The frequency of bigrams in an English corpus

5

In last week's article about the distribution of letters in an English corpus, I presented research results by Peter Norvig who used Google's digitized library and tabulated the frequency of each letter. Norvig also tabulated the frequency of bigrams, which are pairs of letters that appear consecutively within a word. This article uses SAS to visualize the distribution of bigram frequencies.

Cryptanalysts use the frequency of bigrams as part of a statistical analysis of an encrypted. Certain pairs of letter appear more frequently than others. For example, TH, HE, IN, and ER are pairs of letters that appear most frequently in the 744 billion words that Norvig analyzed.

You can download the SAS program that contains the data and creates all the graphs for this article.
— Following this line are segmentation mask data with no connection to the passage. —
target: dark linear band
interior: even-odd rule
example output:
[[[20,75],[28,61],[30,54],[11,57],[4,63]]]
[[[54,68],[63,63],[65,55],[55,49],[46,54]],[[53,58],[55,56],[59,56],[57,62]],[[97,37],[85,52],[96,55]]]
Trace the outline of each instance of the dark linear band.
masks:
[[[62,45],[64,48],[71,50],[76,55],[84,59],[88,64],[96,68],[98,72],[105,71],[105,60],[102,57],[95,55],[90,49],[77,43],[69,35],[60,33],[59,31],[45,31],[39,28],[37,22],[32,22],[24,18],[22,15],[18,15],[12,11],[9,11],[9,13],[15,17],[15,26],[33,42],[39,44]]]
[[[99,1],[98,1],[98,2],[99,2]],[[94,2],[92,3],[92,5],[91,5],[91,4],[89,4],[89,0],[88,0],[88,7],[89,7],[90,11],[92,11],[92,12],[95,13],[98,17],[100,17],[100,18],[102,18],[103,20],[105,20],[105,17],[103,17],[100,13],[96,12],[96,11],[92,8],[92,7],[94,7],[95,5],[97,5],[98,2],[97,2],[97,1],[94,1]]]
The frequency distribution of bigrams

Norvig tabulated the frequencies of each bigram in the corpus. I created a SAS data set named Bigrams that contains the data. The following SAS/IML statements read the data into a 26 x 26 matrix, which is then transposed so that I can visualize it later by using a heat map. In order to distinguish between bigrams that occur rarely (FC in briefcase; YF in boyfriend) from bigrams that never or almost never appear (JT, QW, ZB,...), I assign a missing value to any bigram that appeared in the corpus less than 0.001% of the time. I then create an index vector (idx) that sorts the bigrams in descending order. I then call the SCATTER subroutine to visualize the frequency distribution of the bigrams:

proc iml;
use Bigrams; read all var {"Prop"}; close;
M = T( shape(Prop, 26, 26) );      /* reshape and transpose data into matrix */
M[loc(M=0)] = .;                   /* replace structural zeros with missing */
V = colvec(M);                     /* vector of proportions */
call sortndx(idx, V, 1) descend=1; /* idx sorts V in descending order */
 
/* scatter plot of all frequencies */
title "Relative Frequency of All Bigrams";
ods graphics / width=800 height=500;
N = countN(M);                    /* count of nonmissing proportions */
call scatter(1:N, V[idx[1:N]]) grid={x y} label={"Rank" "Proportion"};
bigramfreqall

The scatter plot shows the relative frequencies of 495 bigrams that appear in the corpus. There are 23 bigrams that appear more than 1% of the time. The top 100 bigrams are responsible for about 76% of the bigram frequency. The distribution has a long tail. Bigrams like OX (number 300, 0.019%) and DT (number 400, 0.003%) do not appear in many words, but they appear often enough to make the list.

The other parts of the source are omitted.